I remembered that Dr. King was a preacher. He most likely would have given us a powerful scripture to take away from the rally. The scripture text from 1 Peter 1:3b-4 seemed fitting to me, as the predicted dark clouds and hurricane winds passed over the National Mall that day without touching down.
This is a season of Easter and Passover. “By his great mercy he has given us a new birth into a living hope through the resurrection of Jesus Christ from the dead, and into an inheritance that is imperishable, undefiled, and unfading, kept in heaven for you.”
Awakened, confronted, transformed
by Tori Bateman, associate at the Church of the Brethren’s Office of Peacebuilding and Policy
On April 4, I had the opportunity to attend the ACT Now! United to End Racism rally, put on by our partner, the National Council of Churches. This rally, held on the 50th anniversary of the assassination of Rev. Dr. Martin Luther King Jr., commemorated his death and also called for the awakening, confronting, and transforming of the United States on issues of social and economic justice.
I was most impacted by the interfaith service, which brought together leaders from a multitude of faith communities. Jewish leaders, Sikh leaders, Christian leaders, and others spoke powerfully about the need to address systemic racism.
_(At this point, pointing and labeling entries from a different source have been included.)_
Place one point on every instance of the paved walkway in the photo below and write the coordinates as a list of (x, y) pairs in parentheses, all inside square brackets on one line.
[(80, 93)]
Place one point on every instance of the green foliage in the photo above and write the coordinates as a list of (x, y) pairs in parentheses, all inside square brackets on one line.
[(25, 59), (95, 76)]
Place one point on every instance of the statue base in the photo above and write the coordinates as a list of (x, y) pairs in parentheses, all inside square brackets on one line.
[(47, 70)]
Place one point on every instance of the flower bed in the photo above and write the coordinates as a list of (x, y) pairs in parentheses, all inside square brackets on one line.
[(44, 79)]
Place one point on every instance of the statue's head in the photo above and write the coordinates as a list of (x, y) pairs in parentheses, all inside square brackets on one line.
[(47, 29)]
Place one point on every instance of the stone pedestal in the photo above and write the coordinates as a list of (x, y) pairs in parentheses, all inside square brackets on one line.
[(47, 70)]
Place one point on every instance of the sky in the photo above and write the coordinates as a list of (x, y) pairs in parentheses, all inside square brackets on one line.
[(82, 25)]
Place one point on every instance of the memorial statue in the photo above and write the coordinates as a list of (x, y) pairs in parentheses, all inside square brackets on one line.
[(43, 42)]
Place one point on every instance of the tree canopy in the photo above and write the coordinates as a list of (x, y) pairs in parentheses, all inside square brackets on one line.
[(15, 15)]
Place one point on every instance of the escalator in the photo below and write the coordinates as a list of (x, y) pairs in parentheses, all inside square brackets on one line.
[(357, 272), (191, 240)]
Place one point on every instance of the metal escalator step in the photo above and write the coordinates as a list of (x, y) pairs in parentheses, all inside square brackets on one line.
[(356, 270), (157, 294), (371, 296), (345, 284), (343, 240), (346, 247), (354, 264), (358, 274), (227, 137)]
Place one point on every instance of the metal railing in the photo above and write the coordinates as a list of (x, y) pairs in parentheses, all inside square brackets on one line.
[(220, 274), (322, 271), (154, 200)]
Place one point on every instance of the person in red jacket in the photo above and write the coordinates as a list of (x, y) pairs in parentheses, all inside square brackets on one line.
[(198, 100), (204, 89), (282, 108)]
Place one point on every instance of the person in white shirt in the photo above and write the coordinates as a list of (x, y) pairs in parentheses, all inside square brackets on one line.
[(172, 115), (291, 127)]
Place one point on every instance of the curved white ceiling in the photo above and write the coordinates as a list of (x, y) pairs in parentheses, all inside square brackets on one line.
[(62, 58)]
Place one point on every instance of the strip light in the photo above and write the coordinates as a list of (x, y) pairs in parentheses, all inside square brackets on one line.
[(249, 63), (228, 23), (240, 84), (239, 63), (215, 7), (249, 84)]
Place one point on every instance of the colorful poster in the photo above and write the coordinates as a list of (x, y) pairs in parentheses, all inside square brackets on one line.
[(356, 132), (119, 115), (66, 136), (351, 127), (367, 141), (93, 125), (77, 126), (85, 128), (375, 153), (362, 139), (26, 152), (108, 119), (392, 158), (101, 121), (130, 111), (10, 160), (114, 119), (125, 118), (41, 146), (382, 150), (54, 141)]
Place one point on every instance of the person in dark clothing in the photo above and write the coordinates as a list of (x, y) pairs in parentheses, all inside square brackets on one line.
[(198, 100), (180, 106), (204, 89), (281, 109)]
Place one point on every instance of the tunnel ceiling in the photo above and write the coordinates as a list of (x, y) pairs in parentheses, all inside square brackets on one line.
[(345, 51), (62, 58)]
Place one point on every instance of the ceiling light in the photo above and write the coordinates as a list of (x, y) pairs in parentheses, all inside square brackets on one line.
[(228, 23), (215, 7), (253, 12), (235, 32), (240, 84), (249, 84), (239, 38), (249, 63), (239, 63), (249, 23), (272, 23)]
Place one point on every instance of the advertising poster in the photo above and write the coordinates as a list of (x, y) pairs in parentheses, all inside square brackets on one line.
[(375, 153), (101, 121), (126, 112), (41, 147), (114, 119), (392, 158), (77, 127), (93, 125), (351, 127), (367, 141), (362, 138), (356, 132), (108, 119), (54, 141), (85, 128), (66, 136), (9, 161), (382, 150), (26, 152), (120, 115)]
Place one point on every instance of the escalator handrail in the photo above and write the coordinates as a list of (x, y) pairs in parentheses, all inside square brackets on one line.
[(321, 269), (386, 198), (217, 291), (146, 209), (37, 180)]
Even more powerful were the admissions of racism within their own past and present church structures.
When communities of diverse backgrounds and beliefs can come together on such important issues, it makes me hopeful that real progress can be made. This rally was just the beginning of the National Council of Churches’ “Unite to End Racism” campaign, and I look forward to seeing the collaboration, discussion, and change that comes as a result of this important national conversation.